You must Sign In to post a response.
  • Category: ASP.NET

    Convert pdf to excel using C#

    Hi

    I need Convert PDF file into Excel file in C#. Please let me know how to achieve it?

    I dont want to use any third party paid dll for this. Is it feasible?


    Thanks!
    Best Regards,
    Anjali Bansal
  • #767855
    Hi,

    I have tried the below solution once and it worked for me.
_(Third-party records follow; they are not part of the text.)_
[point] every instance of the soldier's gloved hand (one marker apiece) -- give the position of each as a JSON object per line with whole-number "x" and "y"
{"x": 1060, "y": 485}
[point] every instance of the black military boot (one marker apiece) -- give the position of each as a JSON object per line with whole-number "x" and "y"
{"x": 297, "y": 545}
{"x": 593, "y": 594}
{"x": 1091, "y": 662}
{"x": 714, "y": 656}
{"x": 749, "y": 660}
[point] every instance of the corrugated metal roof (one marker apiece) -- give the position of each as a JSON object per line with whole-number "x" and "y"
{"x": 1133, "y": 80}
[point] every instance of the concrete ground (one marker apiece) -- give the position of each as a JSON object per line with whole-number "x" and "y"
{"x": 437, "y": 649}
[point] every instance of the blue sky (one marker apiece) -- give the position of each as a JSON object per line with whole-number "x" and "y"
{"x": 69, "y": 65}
    http://www.codeproject.com/Questions/660626/convert-pdf-file-into-excel-sheet

    Kindly check this out.

    Note:
    Most of them are using 3rd party tool for this. Which is simple and free too.

    Thanks,
    Mani

  • #767865
    Hi,

    First extract data from pdf using PdfTextExtractor.GetTextFromPage method to some object like stringbuilder like below,


    StringBuilder text = new StringBuilder();
    PdfReader pdfReader = new PdfReader(fileName);
    for (int page = 1; page <= pdfReader.NumberOfPages; page++)
    {
    ITextExtractionStrategy strategy = new LocationTextExtractionStrategy();
    string currentText = PdfTextExtractor.GetTextFromPage(pdfReader, page, strategy);
    currentText = Encoding.UTF8.GetString(Encoding.Convert(Encoding.Default, Encoding.UTF8, Encoding.UTF8.GetBytes(currentText)));
    text.Append(currentText);
    pdfReader.Close();
    }


    once you got the result set into stringbuilder then you can export it into excel as usual, refer below link for more details.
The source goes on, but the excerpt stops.